Mi prende per le spalle come fanno i combattenti e mi confida: «Siamo orgogliosi di lei».
So che l'ha detto per usarmi dei riguardi, o forse per ammansirmi. Yasser non sa mantenere il sangue freddo, il minimo imprevisto lo mette in crisi.
«Orgogliosi di averla mandata al macello?»
«Al macello?» sussulta come se l'avessero morsicato.
«O all'inferno, se preferisci...»
«Non mi piacciono questi modi di dire.»
«D'accordo, rifaccio la domanda: come si può essere orgogliosi quando si manda la gente a morire perché altri vivano liberi e felici?»
Alza le mani al petto per pregarmi di abbassare la voce, vista la vicinanza dei due ragazzini, e mi fa segno di seguirlo dietro il furgone. La sua andatura è febbrile, incespica di continuo.
Lo incalzo: «E poi, perché?».
«Perché cosa?»
La sua paura, la sua miseria, gli abiti sudici, il viso mal rasato e gli occhi cisposi mi suscitano una rabbia feroce, crescente. Il mio corpo vibra dalla testa ai piedi.
«Perché?» digrigno i denti, offeso dalle mie stesse parole. «Perché sacrificare gli uni per la felicità degli altri? Di solito sono i migliori, i più coraggiosi che scelgono di donare la propria vita per la salvezza di chi se ne sta rintanato al sicuro. Allora, perché privilegiare il sacrificio dei giusti per consentire ai meno giusti di sopravvivere? Non trovi che così si deteriori la specie umana? Cosa resterà, tra qualche generazione, se sono sempre i migliori a essere chiamati ad andarsene affinché i vigliacchi, gli ipocriti, i ciarlatani e i farabutti continuino a proliferare come topi?»
«Amin, non ti seguo più. Le cose vanno così dalla notte dei tempi. Gli uni muoiono perché gli altri si salvino. Non credi nella salvezza degli altri?»

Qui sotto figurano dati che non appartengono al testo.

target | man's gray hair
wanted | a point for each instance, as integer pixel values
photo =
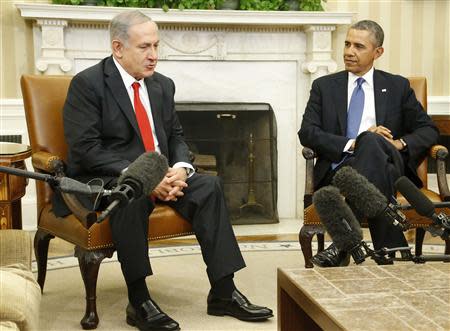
(373, 27)
(118, 28)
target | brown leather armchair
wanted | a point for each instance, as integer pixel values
(311, 222)
(44, 98)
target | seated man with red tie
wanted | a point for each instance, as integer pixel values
(369, 120)
(115, 111)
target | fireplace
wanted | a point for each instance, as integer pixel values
(235, 58)
(237, 142)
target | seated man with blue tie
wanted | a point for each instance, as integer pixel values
(370, 120)
(114, 112)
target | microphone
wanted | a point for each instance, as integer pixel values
(64, 184)
(141, 177)
(340, 222)
(366, 199)
(420, 202)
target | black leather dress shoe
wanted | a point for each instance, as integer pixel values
(237, 306)
(331, 257)
(149, 317)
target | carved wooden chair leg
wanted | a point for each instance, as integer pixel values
(420, 235)
(320, 241)
(89, 262)
(305, 237)
(41, 243)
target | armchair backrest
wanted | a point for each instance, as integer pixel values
(419, 85)
(43, 98)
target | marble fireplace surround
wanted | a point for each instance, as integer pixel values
(213, 56)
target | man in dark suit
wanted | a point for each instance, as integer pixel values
(370, 120)
(115, 111)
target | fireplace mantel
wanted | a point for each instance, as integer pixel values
(203, 17)
(213, 56)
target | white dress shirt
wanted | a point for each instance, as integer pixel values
(128, 81)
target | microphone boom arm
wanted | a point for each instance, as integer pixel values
(84, 215)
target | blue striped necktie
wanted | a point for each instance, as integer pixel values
(355, 110)
(354, 115)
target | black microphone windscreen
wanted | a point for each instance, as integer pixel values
(417, 199)
(148, 169)
(337, 218)
(361, 194)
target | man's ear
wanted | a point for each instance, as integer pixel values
(378, 52)
(117, 48)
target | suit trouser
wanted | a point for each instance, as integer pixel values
(382, 164)
(203, 205)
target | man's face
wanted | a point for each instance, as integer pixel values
(139, 54)
(360, 51)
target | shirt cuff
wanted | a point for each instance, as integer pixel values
(189, 168)
(348, 145)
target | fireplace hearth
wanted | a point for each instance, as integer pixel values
(239, 140)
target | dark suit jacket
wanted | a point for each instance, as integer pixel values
(325, 120)
(100, 124)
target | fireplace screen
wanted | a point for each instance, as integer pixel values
(237, 142)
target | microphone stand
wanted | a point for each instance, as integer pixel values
(85, 216)
(381, 256)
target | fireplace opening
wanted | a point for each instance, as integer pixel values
(237, 142)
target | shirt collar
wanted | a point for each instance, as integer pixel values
(368, 77)
(126, 77)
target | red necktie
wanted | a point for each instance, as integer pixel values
(142, 119)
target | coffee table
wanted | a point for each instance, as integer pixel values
(404, 296)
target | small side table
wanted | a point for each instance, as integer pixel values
(12, 188)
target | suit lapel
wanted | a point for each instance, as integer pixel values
(380, 86)
(119, 92)
(340, 100)
(155, 95)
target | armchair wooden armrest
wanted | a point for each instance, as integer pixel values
(47, 162)
(440, 153)
(309, 156)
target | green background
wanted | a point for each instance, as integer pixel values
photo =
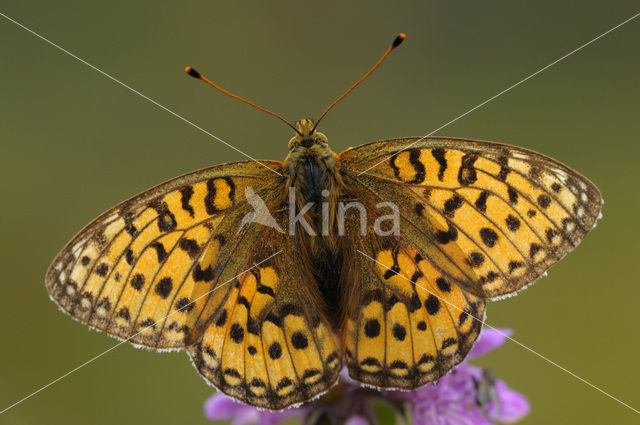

«Non quando pregiudica la mia. Ora, voi avete buttato all'aria la mia vita, distrutto la mia famiglia, rovinato la mia carriera e ridotto in polvere tutto quel che ho costruito, pietra su pietra, con il sudore della fronte. Da un giorno all'altro, i miei sogni sono crollati come castelli di carte. Quel che era a portata di mano è svanito. Via, come il vento... Ho perso tutto, per niente. Avete pensato al mio dolore quando avete fatto salti di gioia alla notizia che l'essere che amavo di più al mondo si era fatto esplodere in un ristorante pieno di bambini, come lei di dinamite? E tu vuoi farmi credere che devo ritenermi il più felice degli uomini perché mia moglie è un'eroina, che ha fatto dono della sua vita, della sua felicità, del mio amore senza neanche consultarmi né prepararmi al peggio?
Cosa sembravo, io, quando rifiutavo di ammettere quel che tutti sapevano? Un cornuto! Sembravo un povero cornuto. Mi coprivo di ridicolo fino alla punta dei piedi, ecco cosa sembravo. Uno che la moglie tradiva a tutto spiano, mentre si sfiancava come una bestia per renderle la vita il più gradevole possibile.»
«Credo che tu abbia sbagliato persona. Non ho niente a che fare con questa storia. Non ero al corrente delle intenzioni di Sihem. Ero a mille miglia dal ritenerla capace di un gesto simile.»
«Ma non hai detto che eri orgoglioso di lei?»
«Cos'altro vuoi che ti dica? Ignoravo che non ne sapessi niente.»
«Credi che l'avrei incoraggiata a dare spettacolo in quel modo se solo avessi intuito le sue intenzioni?»
«Sono davvero confuso, Amin. Perdonami se ho... se ho... insomma, non ci capisco più niente. Non... non so cosa dire.»
«Allora stai zitto. Così almeno non rischi di dire bestialità.»